Konuk yazar...

Barışa Çağrı ve Çelişkili Yaklaşımlar Arasındaki Kürt Sorunu

Konuk yazar, geçen Dönem Eğitim Sen Batman Şube Başkanlığı Yapan Eğitimci Nureddin Şimşek, bugünkü köşe yazısında 'Barışa Çağrı ve Çelişkili Yaklaşımlar Arasındaki Kürt Sorunu' başlıklı bir yazı kaleme aldı.

Abone Ol

BARIŞA ÇAĞRI VE ÇELİŞKİLİ YAKLAŞIMLAR ARASINDAKI KÜRT SORUNU ..

Amerikan Toplum Barış Gücü (CPT) üyesi Kamran Osman'ın aktardığı üzere, Türk ordusuna ait uçakların Kandil bölgesine yakın alanlara Kürtçe bildiriler atması dikkat çekici bir gelişme olarak karşımızda duruyor. Bildirilerde, PKK lideri Abdullah Öcalan'ın örgütün feshedilmesi ve silahların bırakılması yönündeki çağrısı hatırlatılarak, PKK mensuplarına "teslim ol" çağrısı yapılıyor.

Öcalan'ın bu çağrısı, silahlı mücadelenin bir çözüm olmadığını açıkça ortaya koyması açısından önemli bir dönüm noktasıdır. Yıllardır süregelen çatışmaların her iki tarafa da büyük acılar yaşattığı ve bir sonuç getirmediği gerçeği ortadadır. Ancak, Türkiye Cumhuriyeti devletinin bu çağrıyı yaparken sergilediği yaklaşım, samimiyet ve çözüm odaklılık konusunda ciddi soru işaretleri yaratmaktadır.

Bir yandan havadan bildirilerle teslimiyet dayatılırken, diğer yandan Kürt halkının yüz yılı aşkın süredir var olan haklı taleplerinin görmezden gelinmesi büyük bir çelişkidir. Kürt sorunu, sadece silahlı bir örgütün varlığından ibaret değildir. Bu sorun, Kürt halkının kimlik, dil, kültür ve eşit vatandaşlık gibi temel haklarının gasp edilmesinden kaynaklanmaktadır. PKK'yı ortaya çıkaran ve ondan önce de Kürt isyanlarını tetikleyen temel neden de bu hak gasplarıdır.

Abdullah Öcalan'ın da belirttiği gibi, PKK'nin silahlı mücadeleye başvurmasının nedenlerinden biri de legal siyasetin önündeki engeller ve Kürt halkının kabulü noktasındaki sistemin direnci olmuştur. Yıllardır denenen askeri yöntemlerle bir sonuç alınamadığı açıkça görülmüştür. Aynı taktikleri tekrar ederek farklı bir sonuç beklemek ise gerçekçi değildir.

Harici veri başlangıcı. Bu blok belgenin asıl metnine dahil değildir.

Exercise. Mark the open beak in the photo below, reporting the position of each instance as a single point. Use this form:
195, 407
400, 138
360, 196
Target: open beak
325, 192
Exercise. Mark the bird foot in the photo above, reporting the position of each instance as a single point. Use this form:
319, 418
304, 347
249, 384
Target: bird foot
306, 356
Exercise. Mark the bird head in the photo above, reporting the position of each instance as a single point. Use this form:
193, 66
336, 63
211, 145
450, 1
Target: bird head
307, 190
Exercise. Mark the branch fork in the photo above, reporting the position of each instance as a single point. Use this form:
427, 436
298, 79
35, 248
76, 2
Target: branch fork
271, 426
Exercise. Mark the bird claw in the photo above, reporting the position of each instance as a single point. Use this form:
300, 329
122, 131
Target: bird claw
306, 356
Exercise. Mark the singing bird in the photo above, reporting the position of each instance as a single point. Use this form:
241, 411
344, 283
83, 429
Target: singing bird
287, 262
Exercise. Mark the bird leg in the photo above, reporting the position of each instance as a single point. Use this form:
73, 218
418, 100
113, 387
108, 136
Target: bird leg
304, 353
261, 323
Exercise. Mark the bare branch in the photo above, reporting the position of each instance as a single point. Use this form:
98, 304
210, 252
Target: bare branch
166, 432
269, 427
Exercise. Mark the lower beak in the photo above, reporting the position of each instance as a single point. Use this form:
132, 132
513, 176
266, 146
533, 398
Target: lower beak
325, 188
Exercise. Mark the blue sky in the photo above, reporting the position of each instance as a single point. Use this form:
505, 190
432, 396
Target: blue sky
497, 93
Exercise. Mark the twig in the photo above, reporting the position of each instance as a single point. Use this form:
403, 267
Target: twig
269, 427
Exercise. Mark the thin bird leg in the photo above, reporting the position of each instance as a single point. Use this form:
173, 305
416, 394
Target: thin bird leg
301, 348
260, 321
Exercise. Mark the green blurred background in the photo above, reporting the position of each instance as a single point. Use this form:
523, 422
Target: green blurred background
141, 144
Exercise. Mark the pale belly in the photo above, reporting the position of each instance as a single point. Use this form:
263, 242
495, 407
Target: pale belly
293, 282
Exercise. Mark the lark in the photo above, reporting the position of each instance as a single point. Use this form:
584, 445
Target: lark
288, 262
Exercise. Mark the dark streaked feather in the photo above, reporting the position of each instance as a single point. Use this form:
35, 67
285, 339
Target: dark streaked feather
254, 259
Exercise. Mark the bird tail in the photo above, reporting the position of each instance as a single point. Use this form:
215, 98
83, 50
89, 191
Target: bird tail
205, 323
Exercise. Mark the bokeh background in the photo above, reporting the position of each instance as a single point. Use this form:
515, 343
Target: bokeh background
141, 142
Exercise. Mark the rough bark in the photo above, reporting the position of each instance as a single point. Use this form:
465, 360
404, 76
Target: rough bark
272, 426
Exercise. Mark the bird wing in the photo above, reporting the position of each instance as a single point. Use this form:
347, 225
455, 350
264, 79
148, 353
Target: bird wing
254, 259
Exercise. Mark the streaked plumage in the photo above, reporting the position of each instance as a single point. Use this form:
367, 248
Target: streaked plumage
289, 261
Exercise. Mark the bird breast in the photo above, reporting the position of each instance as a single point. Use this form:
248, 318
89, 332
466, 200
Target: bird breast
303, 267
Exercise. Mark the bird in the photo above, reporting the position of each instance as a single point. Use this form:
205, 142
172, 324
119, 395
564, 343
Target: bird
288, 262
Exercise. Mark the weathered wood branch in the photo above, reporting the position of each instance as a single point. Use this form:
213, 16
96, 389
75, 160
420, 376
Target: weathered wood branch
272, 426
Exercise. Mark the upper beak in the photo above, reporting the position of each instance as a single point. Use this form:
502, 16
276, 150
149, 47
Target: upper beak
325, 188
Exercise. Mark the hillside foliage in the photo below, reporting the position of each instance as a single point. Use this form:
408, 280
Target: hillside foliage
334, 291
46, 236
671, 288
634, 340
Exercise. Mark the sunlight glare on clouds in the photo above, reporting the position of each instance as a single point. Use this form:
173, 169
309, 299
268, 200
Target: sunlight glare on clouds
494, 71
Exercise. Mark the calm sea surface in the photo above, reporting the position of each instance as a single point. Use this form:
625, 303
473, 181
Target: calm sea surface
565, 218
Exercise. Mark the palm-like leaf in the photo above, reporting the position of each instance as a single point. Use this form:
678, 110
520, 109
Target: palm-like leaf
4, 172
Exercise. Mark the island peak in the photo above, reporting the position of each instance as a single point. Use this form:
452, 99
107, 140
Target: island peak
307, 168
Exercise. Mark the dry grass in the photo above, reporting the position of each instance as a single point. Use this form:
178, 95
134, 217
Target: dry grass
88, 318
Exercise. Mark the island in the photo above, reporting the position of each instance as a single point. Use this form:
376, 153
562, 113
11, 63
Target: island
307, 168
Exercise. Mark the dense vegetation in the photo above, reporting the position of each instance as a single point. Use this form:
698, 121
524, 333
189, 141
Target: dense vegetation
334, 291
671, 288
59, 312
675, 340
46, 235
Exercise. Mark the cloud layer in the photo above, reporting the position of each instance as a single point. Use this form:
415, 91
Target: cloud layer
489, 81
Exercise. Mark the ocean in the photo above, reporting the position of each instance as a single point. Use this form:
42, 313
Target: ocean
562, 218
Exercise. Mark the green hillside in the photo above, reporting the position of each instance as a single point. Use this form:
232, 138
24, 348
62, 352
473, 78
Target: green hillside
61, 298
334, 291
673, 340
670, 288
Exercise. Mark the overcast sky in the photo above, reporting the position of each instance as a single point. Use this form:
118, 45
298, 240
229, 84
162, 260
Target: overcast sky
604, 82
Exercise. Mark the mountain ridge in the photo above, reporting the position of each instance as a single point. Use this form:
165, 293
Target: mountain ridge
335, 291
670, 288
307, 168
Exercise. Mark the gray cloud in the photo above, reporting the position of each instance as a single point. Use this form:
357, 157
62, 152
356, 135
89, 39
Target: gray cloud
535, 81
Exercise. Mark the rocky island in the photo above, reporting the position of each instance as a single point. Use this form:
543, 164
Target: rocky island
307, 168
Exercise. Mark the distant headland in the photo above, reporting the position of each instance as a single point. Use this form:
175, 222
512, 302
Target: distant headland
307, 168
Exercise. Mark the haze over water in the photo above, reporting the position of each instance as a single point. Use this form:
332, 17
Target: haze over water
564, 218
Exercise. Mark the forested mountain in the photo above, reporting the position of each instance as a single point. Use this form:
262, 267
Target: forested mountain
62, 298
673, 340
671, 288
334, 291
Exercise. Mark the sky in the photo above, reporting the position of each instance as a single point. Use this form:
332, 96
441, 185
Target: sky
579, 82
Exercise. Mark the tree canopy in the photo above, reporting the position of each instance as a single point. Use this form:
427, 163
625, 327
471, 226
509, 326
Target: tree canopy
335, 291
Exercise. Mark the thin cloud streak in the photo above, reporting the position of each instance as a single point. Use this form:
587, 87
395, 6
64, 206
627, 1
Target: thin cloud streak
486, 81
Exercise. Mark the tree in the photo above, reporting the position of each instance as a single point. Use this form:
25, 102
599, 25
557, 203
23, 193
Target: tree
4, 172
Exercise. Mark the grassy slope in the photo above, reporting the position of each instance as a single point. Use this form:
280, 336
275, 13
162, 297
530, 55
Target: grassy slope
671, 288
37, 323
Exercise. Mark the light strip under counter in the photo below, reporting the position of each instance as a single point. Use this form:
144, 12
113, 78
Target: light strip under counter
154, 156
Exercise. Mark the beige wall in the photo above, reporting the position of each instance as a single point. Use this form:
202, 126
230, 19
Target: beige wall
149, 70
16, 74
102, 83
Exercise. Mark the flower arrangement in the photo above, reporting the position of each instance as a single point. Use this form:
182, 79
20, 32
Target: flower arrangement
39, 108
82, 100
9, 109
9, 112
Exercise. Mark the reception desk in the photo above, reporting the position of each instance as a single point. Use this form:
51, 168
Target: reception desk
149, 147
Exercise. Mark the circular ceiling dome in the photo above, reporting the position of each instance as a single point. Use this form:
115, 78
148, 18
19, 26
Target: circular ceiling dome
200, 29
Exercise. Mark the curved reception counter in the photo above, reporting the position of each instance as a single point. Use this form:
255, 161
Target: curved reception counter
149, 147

Çözüm, silah dayatmak ve teslimiyet çağrıları yapmak yerine, Kürt halkının temel hak ve taleplerini anayasal güvence altına alacak demokratik bir müzakere sürecinin başlatılmasıdır.
Kürtlerin kimlik ve vatandaşlık tanımlarının anadilinde eğitim hakkının sağlanması, kayyum politikalarına son verilmesi, siyasi tutukluların serbest bırakılması ve hasta mahkumların durumuna acil çözüm bulunması gibi adımlar, gerçek bir çözüm iradesinin göstergesi olacaktır.

PKK'nin kurucu lideri Abdullah Öcalan'ın silahların bırakılması yönündeki çağrısı, sorunun çözümü için önemli bir fırsat sunmaktadır. Ancak bu fırsatın değerlendirilebilmesi için, devletin de aynı iyi niyet ve çözüm kararlılığını göstermesi gerekmektedir. Tek taraflı dayatmalar ve güvenlikçi politikalar yerine, diyalog ve müzakere zeminini güçlendirecek adımlar atılmalıdır. Aksi takdirde, atılan bildiriler ve yapılan çağrılar, samimiyetten uzak ve kamuoyunu yanıltmaya yönelik bir algı operasyonundan öteye gidemeyecektir.

Unutulmamalıdır ki, yüzyıllardır süren bu sorunun çözümü, ancak kardeş halkların birbirini anlaması, haklarına saygı duyması ve demokratik yöntemlerle ortak bir geleceği inşa etme iradesiyle mümkün olacaktır. Silahların susması ve siyasi çözüm yollarının açılması, bölgeye huzur ve refah getirecek yegane yoldur.